Similarly to its human counterpart, mMCP-counter provides scores in arbitrary units that are only comparable between samples, but not between cell-types.

res_mMCPcounter <- res_mMCPcounter[res_mMCPcounter$cell_type %in% colnames(dataset_petitprez$ref), ]


res_mMCPcounter %>%
  gather(sample, score, -cell_type) %>%
  ggplot(aes(x = sample, y = score, color = cell_type)) +
  geom_point(size = 4) +
  facet_wrap(~cell_type, scales = "free_x", ncol = 3) +
  scale_color_brewer(palette = "Paired", guide = FALSE) +
  coord_flip() +
  theme_bw() +
  theme(axis.text.x = element_text(angle = 90, vjust = 0.5, hjust = 1))
## Warning: The `guide` argument in `scale_*()` cannot be `FALSE`. This was deprecated in
## ggplot2 3.3.4.
##  Please use "none" instead.
## This warning is displayed once every 8 hours.
## Call `lifecycle::last_lifecycle_warnings()` to see where this warning was
## generated.

Deconvolution with human-based methods

Human-based methods can still be used to deconvolve mouse data through the use of orthologous genes. The function mouse_genes_to_human does that by retrieving the correspondent gene names with biomaRt. Since the gene names are retrieved from the Ensembl database, it can happen that the command has to be run with different Emsembl mirrors (see the documentation)
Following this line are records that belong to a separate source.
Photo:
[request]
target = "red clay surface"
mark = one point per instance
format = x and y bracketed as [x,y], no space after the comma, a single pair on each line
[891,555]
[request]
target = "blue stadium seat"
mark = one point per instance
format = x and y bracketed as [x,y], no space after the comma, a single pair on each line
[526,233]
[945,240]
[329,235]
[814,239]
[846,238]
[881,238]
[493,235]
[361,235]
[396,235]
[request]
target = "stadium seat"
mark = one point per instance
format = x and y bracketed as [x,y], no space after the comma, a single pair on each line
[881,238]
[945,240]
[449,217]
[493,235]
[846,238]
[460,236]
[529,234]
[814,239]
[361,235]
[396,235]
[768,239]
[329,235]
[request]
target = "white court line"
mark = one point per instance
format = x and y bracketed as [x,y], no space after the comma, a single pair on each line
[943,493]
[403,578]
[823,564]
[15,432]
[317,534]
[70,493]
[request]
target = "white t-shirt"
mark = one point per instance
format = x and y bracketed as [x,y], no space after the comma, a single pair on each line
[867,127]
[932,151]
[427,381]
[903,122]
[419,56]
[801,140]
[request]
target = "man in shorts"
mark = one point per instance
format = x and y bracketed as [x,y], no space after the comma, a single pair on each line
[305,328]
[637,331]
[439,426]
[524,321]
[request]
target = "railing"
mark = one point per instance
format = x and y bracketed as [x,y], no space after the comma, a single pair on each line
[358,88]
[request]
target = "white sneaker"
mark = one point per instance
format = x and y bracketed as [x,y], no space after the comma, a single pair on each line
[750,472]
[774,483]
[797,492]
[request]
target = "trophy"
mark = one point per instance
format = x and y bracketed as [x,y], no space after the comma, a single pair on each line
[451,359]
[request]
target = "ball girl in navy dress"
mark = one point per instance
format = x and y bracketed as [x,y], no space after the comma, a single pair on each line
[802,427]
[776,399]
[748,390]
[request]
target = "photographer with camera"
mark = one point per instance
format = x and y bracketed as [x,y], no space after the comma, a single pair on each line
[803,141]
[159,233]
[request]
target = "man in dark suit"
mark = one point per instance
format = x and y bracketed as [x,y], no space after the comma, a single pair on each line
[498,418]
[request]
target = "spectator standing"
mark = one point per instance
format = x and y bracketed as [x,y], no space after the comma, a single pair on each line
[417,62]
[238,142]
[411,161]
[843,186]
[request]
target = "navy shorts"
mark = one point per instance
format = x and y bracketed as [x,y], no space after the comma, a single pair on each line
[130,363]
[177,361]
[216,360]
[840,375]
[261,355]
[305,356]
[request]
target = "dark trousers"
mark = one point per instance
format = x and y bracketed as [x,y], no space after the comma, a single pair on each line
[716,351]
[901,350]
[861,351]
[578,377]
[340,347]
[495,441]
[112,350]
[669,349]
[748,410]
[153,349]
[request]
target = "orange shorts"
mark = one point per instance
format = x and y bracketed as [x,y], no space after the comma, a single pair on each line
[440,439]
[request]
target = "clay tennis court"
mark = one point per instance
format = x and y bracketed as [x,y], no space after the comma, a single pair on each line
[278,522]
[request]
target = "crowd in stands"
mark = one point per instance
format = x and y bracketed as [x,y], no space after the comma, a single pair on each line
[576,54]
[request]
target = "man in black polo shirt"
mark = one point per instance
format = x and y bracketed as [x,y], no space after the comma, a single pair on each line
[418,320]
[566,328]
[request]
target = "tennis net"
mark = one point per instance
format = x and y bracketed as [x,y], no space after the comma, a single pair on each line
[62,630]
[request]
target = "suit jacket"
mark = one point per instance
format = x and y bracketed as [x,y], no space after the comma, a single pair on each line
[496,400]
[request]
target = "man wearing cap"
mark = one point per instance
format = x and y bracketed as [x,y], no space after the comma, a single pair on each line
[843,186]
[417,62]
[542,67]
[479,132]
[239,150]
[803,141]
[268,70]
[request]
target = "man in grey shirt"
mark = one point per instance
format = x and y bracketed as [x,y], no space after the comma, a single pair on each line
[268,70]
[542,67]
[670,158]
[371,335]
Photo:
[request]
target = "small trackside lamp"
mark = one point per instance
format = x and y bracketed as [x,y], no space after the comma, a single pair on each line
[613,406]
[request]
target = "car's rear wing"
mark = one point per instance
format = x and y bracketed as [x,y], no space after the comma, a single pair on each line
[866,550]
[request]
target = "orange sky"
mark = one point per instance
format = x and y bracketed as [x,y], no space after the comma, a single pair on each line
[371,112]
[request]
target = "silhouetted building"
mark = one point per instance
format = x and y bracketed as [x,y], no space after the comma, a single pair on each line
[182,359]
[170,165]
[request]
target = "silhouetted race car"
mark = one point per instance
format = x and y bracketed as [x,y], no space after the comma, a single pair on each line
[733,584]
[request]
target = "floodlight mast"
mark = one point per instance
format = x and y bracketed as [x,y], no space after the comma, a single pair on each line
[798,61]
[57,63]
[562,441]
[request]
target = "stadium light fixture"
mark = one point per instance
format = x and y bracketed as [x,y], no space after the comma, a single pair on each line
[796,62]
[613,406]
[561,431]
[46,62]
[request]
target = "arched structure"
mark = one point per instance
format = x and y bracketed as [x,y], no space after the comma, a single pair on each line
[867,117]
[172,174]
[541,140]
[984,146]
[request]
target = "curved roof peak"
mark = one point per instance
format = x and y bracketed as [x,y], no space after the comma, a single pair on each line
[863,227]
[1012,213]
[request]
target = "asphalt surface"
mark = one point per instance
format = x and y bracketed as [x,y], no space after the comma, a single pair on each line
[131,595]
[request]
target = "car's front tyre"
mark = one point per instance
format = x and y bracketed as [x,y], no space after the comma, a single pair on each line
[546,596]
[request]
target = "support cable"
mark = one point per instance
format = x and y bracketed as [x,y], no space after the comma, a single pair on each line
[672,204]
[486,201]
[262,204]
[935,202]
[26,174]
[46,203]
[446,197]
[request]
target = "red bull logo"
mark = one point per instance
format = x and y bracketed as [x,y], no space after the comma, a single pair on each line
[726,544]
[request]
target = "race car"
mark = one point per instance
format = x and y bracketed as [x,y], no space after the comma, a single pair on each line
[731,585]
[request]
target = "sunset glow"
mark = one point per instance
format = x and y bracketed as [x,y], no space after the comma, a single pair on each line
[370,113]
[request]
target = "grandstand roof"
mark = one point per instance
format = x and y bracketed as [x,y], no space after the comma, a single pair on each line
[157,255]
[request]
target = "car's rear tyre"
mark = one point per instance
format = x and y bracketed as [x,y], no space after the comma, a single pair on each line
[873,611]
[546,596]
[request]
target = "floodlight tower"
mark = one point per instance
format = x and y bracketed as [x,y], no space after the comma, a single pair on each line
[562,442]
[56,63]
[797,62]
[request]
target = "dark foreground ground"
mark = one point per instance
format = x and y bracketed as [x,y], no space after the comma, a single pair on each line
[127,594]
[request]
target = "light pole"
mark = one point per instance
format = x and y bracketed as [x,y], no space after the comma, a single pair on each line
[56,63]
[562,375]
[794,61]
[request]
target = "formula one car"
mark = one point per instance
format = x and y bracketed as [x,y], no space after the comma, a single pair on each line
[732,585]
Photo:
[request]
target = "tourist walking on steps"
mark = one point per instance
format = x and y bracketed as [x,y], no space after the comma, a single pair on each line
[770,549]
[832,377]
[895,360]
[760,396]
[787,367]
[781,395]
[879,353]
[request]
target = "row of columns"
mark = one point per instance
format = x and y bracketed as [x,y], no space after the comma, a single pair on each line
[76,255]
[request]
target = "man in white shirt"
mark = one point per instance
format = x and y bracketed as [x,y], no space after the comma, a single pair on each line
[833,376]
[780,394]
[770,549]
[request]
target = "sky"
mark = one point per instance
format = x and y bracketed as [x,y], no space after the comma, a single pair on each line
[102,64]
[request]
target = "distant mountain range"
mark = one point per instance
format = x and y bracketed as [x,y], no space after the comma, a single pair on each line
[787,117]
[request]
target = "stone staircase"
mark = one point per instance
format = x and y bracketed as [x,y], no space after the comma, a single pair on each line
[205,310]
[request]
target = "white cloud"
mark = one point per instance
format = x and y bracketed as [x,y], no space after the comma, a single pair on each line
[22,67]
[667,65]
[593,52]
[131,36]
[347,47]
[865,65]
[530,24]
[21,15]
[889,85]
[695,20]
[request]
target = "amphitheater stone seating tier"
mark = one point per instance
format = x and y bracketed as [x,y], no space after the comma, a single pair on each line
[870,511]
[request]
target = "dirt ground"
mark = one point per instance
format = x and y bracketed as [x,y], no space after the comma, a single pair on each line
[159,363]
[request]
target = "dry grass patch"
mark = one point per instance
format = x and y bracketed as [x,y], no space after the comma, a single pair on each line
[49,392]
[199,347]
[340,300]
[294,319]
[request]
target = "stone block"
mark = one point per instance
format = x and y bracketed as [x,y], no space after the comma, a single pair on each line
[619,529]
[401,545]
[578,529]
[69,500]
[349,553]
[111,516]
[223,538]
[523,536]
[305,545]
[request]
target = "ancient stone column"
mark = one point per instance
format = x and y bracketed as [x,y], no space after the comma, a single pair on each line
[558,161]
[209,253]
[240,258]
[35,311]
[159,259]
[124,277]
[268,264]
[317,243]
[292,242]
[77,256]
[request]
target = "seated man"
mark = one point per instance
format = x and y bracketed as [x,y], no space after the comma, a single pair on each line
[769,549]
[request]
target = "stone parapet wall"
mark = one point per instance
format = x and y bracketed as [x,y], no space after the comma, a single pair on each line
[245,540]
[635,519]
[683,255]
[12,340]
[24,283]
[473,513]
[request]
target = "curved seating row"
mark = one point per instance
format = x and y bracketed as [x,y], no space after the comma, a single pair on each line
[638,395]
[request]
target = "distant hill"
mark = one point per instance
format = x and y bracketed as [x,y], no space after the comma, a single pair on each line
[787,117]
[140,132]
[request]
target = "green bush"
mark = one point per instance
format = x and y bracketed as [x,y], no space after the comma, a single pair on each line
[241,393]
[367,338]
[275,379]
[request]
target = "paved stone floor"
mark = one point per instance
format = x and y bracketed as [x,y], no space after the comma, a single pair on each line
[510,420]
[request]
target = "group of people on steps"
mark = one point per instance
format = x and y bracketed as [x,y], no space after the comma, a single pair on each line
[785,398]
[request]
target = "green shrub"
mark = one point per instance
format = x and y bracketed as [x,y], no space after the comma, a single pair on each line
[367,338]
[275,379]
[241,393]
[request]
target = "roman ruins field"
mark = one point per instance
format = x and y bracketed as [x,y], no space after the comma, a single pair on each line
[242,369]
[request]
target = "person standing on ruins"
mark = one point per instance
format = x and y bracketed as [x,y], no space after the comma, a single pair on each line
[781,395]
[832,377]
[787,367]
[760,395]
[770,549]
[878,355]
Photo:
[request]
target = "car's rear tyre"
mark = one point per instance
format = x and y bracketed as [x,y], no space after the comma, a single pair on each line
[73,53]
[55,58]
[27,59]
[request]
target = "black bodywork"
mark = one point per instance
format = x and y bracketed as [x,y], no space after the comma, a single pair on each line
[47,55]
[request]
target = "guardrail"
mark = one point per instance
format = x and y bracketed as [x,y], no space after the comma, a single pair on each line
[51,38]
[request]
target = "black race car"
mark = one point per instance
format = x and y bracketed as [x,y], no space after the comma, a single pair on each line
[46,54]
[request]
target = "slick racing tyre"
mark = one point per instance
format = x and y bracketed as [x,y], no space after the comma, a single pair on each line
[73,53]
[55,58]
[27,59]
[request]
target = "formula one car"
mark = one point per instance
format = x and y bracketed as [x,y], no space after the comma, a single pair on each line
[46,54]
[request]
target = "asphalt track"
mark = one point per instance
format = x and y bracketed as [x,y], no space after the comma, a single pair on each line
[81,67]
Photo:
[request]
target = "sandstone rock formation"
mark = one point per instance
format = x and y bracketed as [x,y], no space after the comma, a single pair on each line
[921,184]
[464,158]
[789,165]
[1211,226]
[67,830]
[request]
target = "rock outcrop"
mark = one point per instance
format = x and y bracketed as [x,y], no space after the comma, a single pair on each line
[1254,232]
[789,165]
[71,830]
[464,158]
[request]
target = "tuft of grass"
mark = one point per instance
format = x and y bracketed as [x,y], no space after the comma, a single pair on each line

dataset_petitprez_humanGenes <- convert_human_mouse_genes(dataset_petitprez$expr_mat, convert_to = 'human')
res_MCPcounter <- deconvolute(dataset_petitprez_humanGenes, 'mcp_counter')

Comparison with FACS data

Let’s now compare the results with ‘gold standard’ FACS data obtained for the four samples. This is, of course, not a representative benchmark, but it gives a notion about what magnitude of predictive accuracy we can expect.

# construct a single dataframe containing all data
#
# re-map the cell-types to common names.
# only include the cell-types that are measured using FACS
cell_types <- c("B cell", "T cell CD8+", "T cell", "NK cell", "Monocyte")

tmp_res <- res_mMCPcounter %>%
  gather("sample", "estimate", -cell_type)

reference_facs <- dataset_petitprez$ref %>%
  gather("cell_type", "true_fraction", -"Sample Name") %>%
  set_colnames(., c("sample", "cell_type", "true_fraction"))

result <- tmp_res %>%
  inner_join(reference_facs)

Plot the true vs. estimated values:

result %>%
  ggplot(aes(x = true_fraction, y = estimate)) +
  geom_point(aes(color = cell_type)) +
  facet_wrap(. ~ cell_type, scales = "free_y", ncol = 2) +
  theme_bw()

References

Petitprez, Florent, Sacha Levy, Cheng-Ming Sun, Maxime Meylan, Christophe Linhard, Etienne Becht, Nabila Elarouci, et al. 2020. “The Murine Microenvironment Cell Population Counter Method to Estimate Abundance of Tissue-Infiltrating Immune and Stromal Cell Populations in Murine Samples Using Gene Expression.” Genome Medicine 12 (1): 1–15.